Очевидно, он был замкнутым человеком, горячо привязанным к близким родным и друзьям, к своему кругу. О дружбе с поэтом Л. Аранзоном стоит сказать особо. В его стихах он находил много созвучного внутренней интонации своей живописи. После смерти Аранзона в 1970 году она резко меняется: начинается период «черных» работ со сгущенной, трагической, даже надрывной интонацией. Живопись Михнова обретает полнозвучный «баховско-бетховенский» регистр звучания, переходя от джазовой танцевальности и импровизационной легкости к более «кристаллически» выстроенным работам. В них есть нечто нерукотворное, формы самоорганизуются, развиваясь уже не столько по поверхности, сколько вглубь.
Кстати, примерно в это же время он знакомится с живописью Павла Филонова -- в доме сестры художника Евдокии Глебовой, и хотя после этого визита в дневнике Михнова появится запись о давящем впечатлении, которое произвело на него аналитическое искусство, оно, безусловно, оставило след в дальнейшем его творчестве. Любопытно, что Михнов по-своему продолжает линию развития русского авангарда.

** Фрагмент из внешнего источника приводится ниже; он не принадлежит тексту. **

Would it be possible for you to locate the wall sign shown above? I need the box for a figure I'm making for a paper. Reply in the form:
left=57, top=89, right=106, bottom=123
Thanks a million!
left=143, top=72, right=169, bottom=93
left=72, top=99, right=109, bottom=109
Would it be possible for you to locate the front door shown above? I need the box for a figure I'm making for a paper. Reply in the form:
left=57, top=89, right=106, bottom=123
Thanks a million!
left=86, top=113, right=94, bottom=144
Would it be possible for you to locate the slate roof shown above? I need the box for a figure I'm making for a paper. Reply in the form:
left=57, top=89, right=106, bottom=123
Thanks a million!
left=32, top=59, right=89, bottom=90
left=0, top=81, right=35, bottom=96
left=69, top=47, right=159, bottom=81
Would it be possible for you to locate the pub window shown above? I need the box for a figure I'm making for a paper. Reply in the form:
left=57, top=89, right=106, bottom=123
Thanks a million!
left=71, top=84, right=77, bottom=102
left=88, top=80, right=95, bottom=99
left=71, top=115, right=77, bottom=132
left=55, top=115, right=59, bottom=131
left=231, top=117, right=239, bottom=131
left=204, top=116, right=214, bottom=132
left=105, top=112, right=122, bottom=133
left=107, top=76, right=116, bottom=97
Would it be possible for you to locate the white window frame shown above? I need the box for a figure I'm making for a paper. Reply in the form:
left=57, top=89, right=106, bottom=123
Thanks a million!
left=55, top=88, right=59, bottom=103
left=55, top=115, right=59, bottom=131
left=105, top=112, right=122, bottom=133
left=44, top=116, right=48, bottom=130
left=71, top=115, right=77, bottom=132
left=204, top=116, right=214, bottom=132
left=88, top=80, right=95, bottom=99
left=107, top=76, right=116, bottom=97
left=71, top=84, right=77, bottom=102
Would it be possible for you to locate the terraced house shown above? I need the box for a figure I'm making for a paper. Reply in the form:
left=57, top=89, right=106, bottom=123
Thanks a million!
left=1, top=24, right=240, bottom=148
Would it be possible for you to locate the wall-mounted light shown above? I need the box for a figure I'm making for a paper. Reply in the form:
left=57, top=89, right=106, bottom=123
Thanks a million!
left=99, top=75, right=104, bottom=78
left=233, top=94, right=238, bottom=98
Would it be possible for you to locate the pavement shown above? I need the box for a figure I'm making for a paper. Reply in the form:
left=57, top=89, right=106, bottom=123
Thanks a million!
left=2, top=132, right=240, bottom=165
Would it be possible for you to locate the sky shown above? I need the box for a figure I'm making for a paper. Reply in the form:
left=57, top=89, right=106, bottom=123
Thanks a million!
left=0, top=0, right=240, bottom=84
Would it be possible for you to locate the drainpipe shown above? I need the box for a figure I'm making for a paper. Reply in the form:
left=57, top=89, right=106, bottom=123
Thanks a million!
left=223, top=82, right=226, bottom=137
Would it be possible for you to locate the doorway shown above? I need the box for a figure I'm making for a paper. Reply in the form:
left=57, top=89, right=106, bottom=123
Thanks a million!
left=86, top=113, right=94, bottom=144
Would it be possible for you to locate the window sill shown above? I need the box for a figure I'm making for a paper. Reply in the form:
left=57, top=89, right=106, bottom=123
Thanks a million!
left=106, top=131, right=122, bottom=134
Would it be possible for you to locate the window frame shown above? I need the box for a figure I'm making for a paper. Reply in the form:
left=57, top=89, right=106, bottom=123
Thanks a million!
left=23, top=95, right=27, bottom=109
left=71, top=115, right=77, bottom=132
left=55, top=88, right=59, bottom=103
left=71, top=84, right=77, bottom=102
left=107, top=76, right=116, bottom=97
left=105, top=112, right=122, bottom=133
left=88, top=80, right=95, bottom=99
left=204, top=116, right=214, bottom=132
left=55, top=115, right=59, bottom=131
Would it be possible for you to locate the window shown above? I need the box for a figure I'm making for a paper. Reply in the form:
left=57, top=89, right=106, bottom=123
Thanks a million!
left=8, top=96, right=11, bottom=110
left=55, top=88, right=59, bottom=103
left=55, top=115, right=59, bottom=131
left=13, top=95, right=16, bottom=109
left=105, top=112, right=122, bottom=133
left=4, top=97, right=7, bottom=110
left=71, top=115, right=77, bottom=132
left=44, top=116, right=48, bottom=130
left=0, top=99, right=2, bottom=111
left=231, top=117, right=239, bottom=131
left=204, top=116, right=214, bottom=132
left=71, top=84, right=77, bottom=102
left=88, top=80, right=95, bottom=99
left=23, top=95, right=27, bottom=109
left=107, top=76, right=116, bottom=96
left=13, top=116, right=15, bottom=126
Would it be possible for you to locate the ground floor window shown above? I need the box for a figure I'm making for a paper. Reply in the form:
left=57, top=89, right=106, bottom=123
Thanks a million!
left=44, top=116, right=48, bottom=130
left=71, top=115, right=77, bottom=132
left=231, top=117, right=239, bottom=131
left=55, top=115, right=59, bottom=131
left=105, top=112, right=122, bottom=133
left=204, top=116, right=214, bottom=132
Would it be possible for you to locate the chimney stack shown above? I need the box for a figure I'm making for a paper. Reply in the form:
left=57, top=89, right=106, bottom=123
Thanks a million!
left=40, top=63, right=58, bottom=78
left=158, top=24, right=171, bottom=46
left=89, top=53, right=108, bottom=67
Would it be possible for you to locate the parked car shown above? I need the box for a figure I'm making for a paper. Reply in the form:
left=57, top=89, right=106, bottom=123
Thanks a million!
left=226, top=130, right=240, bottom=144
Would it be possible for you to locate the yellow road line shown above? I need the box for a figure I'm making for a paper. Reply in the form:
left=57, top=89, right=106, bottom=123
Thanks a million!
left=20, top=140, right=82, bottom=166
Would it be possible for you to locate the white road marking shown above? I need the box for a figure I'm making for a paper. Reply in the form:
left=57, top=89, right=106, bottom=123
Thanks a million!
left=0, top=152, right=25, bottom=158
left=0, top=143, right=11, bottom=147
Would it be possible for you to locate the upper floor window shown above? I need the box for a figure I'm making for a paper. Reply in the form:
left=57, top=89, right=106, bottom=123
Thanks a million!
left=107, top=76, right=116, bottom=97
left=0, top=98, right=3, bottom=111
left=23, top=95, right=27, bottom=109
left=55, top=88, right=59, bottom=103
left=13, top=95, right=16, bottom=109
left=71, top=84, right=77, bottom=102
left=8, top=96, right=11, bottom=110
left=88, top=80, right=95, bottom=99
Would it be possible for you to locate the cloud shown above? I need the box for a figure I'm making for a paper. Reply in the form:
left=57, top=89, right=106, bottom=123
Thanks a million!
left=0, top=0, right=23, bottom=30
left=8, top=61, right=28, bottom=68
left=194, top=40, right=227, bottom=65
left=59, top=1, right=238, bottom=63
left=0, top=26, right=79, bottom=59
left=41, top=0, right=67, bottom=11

Это проявляется не только в формальных перекличках, например, с Кандинским -- в космической организации энергичного хаоса или в структурированной мерцательности формы, восходящей к «формулам» Филонова. Но главное -- в отношении к творчеству как возможности разговора о глубинных основаниях человеческой жизни, мироздания. «Творчество, -- пишет он, -- это своего рода религиозная игра, тайна особой благодати. Художника, который посвящает себя этой игре, охватывает внезапное осознание безграничной автономии, и он пишет так, как поет птица, как веет ветер, как бьет ключом живая вода».
На выставке Евгений Михнов-Войтенко предстает художником очень цельным и очень разным, последовательно двигающимся к новым открытиям, от 1950-х -- к началу 1980-х, перед нами исключительно наполненное творчество. При всей герметичности оно открыто. Художник не пропал, не растворился в глухой и вязкой безнадеге эпохи застоя, ему удалось отстоять собственный мир без малейшей иллюзии на признание, в силу собственной мощной натуры и осознания подлинного, не мнимого горизонта своего творчества.